Azure Backup & DR

Azure Backup Hardening: Immutable Vaults, Multi-User Authorization, Soft Delete, and Cross-Region Restore

Every ransomware tabletop I have run ends at the same uncomfortable question: when the attacker has Backup Contributor on your subscription, what actually stops them from stopping backups, dropping retention to one day, and waiting you out? The honest answer for most tenants is “nothing.” Backups are the last line of defense, which makes the backup control plane the highest-value target in the blast radius. Modern attackers know this – they delete recovery points before they encrypt. Azure Backup ships four independent controls that together make the vault tamper-resistant even against an admin-level compromise: immutability locks the retention floor, multi-user authorization (MUA) puts destructive operations behind a second tenant’s approval, enhanced soft delete keeps deleted backups recoverable, and cross-region restore gives you an out-of-region copy when the primary region is gone. This is how to wire all four correctly, in the right order, and prove they work.

1. Recovery Services vault vs Backup vault, and what each protects

Azure has two vault resource types and they are not interchangeable.
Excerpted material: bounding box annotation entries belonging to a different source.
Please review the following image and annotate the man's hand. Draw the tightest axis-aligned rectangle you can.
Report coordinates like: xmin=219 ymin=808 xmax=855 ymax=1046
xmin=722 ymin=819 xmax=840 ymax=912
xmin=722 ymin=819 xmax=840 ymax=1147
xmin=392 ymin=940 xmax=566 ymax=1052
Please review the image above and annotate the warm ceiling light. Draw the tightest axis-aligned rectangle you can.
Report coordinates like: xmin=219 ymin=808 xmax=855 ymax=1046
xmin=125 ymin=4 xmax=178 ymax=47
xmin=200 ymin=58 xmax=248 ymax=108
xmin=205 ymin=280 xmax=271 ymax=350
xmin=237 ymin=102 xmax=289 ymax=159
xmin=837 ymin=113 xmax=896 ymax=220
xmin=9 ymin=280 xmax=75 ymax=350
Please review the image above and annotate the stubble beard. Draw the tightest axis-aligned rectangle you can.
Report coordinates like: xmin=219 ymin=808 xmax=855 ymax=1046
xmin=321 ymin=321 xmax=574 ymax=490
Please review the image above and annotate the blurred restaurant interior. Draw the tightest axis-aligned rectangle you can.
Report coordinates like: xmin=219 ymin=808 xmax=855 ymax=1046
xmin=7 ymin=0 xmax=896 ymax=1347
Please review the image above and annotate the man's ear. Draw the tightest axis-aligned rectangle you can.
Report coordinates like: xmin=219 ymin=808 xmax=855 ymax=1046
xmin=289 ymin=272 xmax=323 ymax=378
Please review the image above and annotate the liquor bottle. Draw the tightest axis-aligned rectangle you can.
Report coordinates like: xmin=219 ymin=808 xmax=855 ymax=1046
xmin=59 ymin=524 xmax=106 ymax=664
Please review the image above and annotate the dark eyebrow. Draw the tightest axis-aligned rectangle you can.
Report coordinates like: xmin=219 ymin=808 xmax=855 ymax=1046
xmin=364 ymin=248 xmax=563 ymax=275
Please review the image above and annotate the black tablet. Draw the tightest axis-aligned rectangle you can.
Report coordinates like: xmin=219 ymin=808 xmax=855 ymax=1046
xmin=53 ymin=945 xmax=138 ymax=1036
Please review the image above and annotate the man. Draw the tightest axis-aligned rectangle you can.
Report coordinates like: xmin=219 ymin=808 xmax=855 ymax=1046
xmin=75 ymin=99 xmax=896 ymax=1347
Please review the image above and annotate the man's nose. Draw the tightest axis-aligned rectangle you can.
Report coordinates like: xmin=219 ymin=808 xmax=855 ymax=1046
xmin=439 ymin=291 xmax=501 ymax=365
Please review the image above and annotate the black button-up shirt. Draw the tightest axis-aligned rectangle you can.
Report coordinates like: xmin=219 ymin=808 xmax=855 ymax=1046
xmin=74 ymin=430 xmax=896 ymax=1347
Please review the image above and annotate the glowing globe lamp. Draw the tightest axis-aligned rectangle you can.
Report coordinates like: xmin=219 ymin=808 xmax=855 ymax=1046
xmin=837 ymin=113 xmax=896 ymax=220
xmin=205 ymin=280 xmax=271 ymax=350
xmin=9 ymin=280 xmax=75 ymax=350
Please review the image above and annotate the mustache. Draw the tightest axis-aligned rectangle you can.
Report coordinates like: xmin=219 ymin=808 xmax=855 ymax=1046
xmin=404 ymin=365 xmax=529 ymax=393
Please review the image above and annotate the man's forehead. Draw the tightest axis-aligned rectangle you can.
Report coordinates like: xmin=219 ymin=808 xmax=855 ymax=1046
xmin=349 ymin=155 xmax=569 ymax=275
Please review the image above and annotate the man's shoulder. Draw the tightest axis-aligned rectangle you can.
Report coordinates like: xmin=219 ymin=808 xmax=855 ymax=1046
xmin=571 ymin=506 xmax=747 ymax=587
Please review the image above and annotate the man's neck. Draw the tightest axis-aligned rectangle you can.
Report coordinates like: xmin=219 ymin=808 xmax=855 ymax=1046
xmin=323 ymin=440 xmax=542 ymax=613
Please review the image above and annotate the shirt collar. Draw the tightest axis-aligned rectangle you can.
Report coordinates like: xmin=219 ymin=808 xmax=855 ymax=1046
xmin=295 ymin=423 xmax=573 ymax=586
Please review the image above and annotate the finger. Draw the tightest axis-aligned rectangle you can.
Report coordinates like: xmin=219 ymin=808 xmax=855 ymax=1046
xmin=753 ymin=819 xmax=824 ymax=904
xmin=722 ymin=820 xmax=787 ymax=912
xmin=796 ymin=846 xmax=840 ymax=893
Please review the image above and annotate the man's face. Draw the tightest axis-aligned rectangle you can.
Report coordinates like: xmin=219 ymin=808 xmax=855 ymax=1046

Picking the wrong one means re-onboarding workloads later, so get this right on day one.

Capability Recovery Services vault Backup vault
Resource type Microsoft.RecoveryServices/vaults Microsoft.DataProtection/backupVaults
Azure VMs Yes (snapshot + vault) No
SQL/SAP HANA in Azure VM Yes No
Azure Files (snapshot) Yes Yes (vaulted, via Backup vault)
Azure Blobs No Yes (operational + vaulted)
Azure Disks No Yes
Azure Database for PostgreSQL Flexible Server No Yes
AKS No Yes
Immutability Yes Yes
MUA via Resource Guard Yes Yes
Cross-region restore Yes Yes (selected workloads)

The rule of thumb: Recovery Services vault for the classic IaaS and in-guest workloads (VMs, SQL-in-VM, SAP HANA-in-VM), Backup vault for the newer managed-data-store estate (Blobs, Disks, PostgreSQL Flexible Server, AKS, vaulted Azure Files). Many platform teams run both, and that is expected – they are governed the same way for immutability and MUA, which is the whole point of this article.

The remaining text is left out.